Fact: it is impossible to fight crazy. So what the hell are
the radio stations of Malaysia
thinking, going up against Lady Gaga? Apparently they've taken her new LGBT-empowerment
anthem, "Born This Way" and removed all the, uh, LGBT content. Way to miss the
whole point of the song, Malaysia!
Gaga is not impressed.
So, to honor her fight for free speech, here's our top six most ridiculous
examples of lyrical censorship. Take it away, heathens!
6. "Hollaback Girl," Gwen Stefani
We didn't know Gwen Stefani could get any more irritating
until this little gem of a song came out. Then, what would've ordinarily just
been a nonsensical track that grated on us in a regular sort of way became a
song that was positively excruciating. There are three-year-old children who
know full well that when Gwen holds her finger or hand up to her mouth in
this video, what she's really wanting to do is say "shit" -- and even they don't
care. Frankly, the aggravation of hearing the word cut off over and over again,
along with Stefani's stupid "oopsy" facial expressions here, is far, far worse than hearing the word "shit" 38 times.
5. "Tell Me Baby," Red Hot Chili Peppers
Anthony Kiedis has been babbling nonsensically for decades
now. No offense, but no one's been listening to the words since Californication, at the very latest. So why bother forcing them to change the
line "life can be a little shitty" to -- oh, dear God -- "life can be a little
kitty." Life can be a little kitty? It's like they want us to vomit all over
ourselves! And hate kittens!
4. "Lola," The Kinks
Now, this is the stuff of legend. Back in 1970, the UK's
revered -- if a little stuffy -- public service broadcaster, the BBC, had no beef with
The Kinks over the transvestite-related content of this song. They did,
however, take offense to the repeated mention of Coca-Cola, since no
commercials are permitted on BBC channels. So, instead, they had Ray Davies
sing "cherry cola" when "Lola" was performed on BBC TV. Usually when we say something was a genius move, we're
being sarcastic. But we're not being sarcastic when we say that that was a
genius move. Thanks for being so anal, BBC! "Cherry cola" is way better!

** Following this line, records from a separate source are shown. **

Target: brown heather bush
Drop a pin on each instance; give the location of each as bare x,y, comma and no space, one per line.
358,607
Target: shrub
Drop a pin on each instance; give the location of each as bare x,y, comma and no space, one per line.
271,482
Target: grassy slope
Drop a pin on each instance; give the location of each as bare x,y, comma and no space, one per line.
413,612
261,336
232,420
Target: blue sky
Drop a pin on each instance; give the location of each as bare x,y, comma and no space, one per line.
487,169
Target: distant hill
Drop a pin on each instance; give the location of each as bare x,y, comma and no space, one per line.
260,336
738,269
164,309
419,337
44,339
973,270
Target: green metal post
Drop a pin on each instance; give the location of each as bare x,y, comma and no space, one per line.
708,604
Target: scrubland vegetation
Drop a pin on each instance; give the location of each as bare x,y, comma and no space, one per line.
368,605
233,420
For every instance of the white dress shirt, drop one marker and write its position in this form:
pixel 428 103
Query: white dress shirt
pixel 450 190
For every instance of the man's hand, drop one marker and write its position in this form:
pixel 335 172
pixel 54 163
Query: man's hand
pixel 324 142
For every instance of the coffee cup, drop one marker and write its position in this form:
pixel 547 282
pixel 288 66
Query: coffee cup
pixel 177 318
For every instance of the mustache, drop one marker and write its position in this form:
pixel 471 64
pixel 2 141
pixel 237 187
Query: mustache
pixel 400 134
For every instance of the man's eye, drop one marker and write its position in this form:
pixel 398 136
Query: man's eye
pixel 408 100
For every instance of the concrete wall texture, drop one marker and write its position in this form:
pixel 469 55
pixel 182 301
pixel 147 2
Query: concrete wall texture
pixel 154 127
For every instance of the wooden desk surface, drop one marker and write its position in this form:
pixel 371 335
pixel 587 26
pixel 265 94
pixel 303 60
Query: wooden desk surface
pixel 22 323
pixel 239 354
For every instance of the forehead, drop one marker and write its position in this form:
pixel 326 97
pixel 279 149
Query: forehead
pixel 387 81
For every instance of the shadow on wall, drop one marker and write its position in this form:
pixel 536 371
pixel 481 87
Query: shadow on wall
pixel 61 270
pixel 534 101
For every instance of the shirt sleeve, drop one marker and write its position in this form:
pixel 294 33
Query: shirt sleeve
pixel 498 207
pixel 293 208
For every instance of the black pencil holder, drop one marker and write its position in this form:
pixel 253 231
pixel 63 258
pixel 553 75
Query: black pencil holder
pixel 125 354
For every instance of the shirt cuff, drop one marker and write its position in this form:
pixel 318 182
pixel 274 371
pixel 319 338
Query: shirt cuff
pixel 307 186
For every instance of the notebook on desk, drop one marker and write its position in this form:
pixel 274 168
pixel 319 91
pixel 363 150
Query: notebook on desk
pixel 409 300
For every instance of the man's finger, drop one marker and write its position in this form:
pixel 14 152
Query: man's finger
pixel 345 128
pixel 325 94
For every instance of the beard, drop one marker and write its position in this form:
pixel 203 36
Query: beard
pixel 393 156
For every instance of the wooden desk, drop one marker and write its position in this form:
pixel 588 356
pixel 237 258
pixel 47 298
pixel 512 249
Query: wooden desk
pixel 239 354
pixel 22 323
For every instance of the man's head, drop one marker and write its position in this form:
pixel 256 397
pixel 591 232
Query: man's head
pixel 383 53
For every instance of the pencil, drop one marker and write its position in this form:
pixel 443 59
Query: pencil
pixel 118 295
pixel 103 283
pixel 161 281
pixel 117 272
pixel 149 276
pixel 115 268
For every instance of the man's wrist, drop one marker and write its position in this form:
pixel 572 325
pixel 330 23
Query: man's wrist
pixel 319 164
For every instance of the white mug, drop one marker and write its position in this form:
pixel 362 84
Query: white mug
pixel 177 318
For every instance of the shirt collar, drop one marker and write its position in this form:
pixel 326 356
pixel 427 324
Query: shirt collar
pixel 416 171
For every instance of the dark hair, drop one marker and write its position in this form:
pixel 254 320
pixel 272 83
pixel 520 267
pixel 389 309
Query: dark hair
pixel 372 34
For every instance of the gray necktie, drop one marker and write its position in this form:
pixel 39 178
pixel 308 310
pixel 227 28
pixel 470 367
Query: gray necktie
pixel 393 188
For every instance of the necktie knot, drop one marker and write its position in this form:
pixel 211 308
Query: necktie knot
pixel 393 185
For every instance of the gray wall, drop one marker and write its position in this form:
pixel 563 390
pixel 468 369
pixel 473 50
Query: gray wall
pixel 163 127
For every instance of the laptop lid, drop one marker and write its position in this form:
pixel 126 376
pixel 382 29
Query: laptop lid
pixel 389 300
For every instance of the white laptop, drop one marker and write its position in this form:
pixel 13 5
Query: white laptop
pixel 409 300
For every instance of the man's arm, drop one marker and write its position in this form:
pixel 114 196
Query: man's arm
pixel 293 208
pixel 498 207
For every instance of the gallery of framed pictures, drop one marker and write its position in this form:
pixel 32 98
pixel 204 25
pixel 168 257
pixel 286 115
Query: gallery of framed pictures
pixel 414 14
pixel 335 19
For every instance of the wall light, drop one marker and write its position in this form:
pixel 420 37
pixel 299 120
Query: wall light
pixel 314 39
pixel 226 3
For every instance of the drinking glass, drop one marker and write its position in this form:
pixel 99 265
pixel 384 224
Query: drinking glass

3. "Hip Hop Is Dead," Nas featuring Will.i.am
We've thought about this long and hard and we still can't
figure out why it was so butchered for airplay. Look up the lyrics,
hit play, and follow along. Are we missing some dark, evil hidden message here?
Even the word "crap" is taken out! We feel bad for Nas. (But not for Will.i.am
though, because frankly, we'd like to see everything he does silenced out into
oblivion. Man. Can't we just
censor The Black Eyed Peas out of existence altogether?)
2. "Gold Digger", Kanye West featuring Jamie Foxx
If a black man wants to use the N-word, he should be allowed
to use the N-word. Reclaiming offensive language takes away its power, don't
you know, and that's a valuable thing. Also, we just really shitting hate it
when a word gets changed and then a chorus that rhymed originally no longer
rhymes. More get more frustrated even than Kanye does when he tries to sleep on fur pillows (according to one of his Tweets, that's "hard").
1. "Picture To Burn," Taylor Swift
Oooh, hide your children! That Satanic harpey from hell, Taylor
Swift, is on the radio! Behold "Picture To Burn" -- a song that used to feature the
line "So go and tell your friends that I'm obsessive and crazy/ That's fine,
I'll tell mine you're gay." It doesn't anymore, though, because someone with way
too much time on their hands stepped in before the song could reach major
stations and changed the last bit to "That's fine, you won't mind if I say." Phew! That was close. Because as we all know, acknowledging that homosexuality exists in any context whatsoever,
is the devil's work. We literally can't think of anyone more innocuous being censored.